Data analytics is the pursuit of extracting meaning from raw data using specialized computer systems. These systems transform, organize, and model the data to draw conclusions and identify patterns.

What do I need to know about data analytics?

While data analytics can be simple, today the term is most often used to describe the analysis of large volumes of data and/or high-velocity data, which presents unique computational and data-handling challenges. Skilled data analytics professionals, who generally have a strong expertise in statistics, are called data scientists.

Is data analytics only for big data?

No, data analytics is a general term for any type of processing that looks at historical data over time, but as the size of organizational data grows, the term data analytics is evolving to favor big data-capable systems.

How has big data changed data analytics?

The era of big data drastically changed the requirements for extracting meaning from business data. In the world of relational databases, administrators easily generated reports on data contents for business use, but these provided little or no broad business intelligence.
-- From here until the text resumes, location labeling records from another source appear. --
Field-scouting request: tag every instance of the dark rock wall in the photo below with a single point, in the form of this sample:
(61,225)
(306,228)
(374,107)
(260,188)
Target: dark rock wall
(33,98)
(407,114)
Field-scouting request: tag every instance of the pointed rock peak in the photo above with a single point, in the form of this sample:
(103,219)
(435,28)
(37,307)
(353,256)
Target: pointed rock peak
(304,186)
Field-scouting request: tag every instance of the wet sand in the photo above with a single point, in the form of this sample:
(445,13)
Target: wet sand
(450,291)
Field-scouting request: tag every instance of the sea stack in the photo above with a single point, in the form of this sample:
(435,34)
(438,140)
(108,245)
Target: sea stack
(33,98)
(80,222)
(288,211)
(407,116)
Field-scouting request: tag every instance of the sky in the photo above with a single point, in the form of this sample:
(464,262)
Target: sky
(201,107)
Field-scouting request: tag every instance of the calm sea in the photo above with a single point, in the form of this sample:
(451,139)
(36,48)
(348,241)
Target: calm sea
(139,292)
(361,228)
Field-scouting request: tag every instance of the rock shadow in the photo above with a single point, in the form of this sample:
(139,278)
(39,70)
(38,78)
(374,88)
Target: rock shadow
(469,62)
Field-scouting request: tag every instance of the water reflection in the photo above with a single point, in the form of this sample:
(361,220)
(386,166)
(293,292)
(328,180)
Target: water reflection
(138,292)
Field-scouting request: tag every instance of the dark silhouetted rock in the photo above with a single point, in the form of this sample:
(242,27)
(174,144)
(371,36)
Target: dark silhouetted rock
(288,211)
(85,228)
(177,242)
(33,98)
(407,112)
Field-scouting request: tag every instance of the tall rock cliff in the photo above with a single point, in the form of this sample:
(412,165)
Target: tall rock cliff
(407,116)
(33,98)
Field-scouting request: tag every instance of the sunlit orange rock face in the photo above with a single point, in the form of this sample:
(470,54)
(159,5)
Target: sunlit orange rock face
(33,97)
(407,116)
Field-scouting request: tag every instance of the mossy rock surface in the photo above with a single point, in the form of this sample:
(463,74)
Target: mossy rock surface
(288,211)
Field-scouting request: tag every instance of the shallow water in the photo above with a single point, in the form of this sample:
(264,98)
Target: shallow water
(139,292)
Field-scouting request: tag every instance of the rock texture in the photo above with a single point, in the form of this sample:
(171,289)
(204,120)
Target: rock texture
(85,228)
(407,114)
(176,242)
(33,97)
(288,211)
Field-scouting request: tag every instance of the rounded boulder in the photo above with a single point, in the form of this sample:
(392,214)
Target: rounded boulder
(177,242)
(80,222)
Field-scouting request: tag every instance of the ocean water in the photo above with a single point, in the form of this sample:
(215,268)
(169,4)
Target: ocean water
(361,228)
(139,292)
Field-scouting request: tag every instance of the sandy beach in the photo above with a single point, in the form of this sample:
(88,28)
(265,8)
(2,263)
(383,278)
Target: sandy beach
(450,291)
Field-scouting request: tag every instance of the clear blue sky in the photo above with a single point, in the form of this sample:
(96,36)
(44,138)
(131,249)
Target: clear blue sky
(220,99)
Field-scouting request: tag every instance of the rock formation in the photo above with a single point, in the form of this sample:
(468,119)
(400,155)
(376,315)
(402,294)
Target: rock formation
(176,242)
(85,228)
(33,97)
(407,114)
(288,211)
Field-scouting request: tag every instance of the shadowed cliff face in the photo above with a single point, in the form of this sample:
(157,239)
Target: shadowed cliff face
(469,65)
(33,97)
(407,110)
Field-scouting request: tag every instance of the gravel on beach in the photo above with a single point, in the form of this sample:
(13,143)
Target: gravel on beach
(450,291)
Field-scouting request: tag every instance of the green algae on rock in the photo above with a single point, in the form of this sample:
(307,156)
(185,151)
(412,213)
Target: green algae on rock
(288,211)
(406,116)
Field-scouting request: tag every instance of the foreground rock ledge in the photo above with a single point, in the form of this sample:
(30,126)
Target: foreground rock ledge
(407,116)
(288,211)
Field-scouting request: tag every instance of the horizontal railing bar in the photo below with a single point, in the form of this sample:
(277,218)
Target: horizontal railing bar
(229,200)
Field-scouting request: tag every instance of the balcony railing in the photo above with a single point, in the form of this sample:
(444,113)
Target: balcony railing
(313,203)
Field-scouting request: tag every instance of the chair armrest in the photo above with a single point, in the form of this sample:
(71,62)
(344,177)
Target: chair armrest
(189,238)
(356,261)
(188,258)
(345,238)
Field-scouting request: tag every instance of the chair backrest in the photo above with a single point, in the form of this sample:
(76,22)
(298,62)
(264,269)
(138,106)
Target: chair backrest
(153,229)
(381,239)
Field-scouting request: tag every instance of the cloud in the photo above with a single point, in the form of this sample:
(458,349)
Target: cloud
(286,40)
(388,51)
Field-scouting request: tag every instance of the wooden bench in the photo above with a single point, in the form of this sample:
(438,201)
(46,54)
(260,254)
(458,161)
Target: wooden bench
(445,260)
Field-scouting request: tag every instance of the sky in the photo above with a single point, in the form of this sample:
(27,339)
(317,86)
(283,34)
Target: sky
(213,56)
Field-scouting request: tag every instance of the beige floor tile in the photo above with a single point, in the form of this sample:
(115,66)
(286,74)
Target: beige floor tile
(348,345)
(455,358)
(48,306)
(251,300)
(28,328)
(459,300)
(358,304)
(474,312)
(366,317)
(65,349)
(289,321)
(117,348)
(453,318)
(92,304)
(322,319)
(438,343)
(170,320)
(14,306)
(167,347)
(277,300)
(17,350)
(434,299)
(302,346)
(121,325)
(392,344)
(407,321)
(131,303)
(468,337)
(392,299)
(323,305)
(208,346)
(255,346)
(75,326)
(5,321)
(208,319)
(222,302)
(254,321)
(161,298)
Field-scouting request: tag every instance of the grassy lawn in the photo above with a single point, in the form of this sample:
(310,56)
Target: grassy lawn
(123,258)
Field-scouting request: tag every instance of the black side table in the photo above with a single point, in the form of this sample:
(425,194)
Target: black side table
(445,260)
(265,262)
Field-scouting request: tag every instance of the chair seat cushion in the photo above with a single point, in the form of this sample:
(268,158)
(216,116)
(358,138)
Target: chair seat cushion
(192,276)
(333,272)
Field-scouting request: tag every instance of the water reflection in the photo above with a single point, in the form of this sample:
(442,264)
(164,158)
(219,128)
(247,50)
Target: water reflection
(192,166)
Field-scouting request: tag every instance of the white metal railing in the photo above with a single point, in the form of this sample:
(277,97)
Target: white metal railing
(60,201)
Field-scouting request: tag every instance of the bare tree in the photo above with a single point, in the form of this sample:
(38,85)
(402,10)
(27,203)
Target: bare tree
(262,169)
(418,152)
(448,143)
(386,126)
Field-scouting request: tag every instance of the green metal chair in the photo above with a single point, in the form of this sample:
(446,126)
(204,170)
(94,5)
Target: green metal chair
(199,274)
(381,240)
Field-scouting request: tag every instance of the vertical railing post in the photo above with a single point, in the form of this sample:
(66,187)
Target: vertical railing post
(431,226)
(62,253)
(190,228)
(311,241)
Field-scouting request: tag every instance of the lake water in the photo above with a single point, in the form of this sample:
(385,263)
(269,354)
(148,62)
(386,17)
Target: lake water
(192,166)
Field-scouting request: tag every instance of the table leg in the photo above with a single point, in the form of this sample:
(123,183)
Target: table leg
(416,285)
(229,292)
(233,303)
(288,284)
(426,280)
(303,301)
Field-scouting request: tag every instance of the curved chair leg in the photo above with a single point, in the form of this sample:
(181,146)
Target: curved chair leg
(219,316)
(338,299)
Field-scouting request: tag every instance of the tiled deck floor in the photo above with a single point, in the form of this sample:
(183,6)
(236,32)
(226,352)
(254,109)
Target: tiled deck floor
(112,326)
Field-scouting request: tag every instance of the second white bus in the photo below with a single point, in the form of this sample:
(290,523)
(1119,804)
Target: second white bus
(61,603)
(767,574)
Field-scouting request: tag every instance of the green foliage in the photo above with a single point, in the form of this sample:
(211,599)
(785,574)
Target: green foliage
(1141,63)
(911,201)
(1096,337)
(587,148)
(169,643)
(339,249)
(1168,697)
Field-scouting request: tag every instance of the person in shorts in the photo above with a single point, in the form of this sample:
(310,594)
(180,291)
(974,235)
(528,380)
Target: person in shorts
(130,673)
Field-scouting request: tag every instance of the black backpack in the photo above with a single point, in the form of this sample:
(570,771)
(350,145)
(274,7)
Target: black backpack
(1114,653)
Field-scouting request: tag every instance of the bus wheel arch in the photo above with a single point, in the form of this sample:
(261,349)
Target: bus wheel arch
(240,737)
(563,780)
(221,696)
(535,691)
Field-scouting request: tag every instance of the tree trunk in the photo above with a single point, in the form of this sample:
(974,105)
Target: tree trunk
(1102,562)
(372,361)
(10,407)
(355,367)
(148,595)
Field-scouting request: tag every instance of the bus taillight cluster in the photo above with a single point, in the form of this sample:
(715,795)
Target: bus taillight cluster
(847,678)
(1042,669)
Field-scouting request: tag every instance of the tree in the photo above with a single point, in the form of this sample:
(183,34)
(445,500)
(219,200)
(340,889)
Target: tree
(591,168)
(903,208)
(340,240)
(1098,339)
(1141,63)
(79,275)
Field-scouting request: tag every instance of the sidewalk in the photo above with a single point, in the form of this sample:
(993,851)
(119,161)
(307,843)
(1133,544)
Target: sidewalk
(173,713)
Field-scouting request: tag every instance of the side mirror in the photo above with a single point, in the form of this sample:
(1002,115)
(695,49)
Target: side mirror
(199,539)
For that, they employed data warehouses, but data warehouses generally cannot handle the scale of big data cost-effectively.

While data warehouses are certainly a relevant form of data analytics, the term data analytics is slowly acquiring a specific subtext related to the challenge of analyzing data of massive volume, variety, and velocity.

What is the status of the data analytics marketplace?

Today the field of data analytics is growing quickly, driven by intense market demand for systems that tolerate the intense requirements of big data, as well as people who have the skills needed for manipulating data queries and translating results.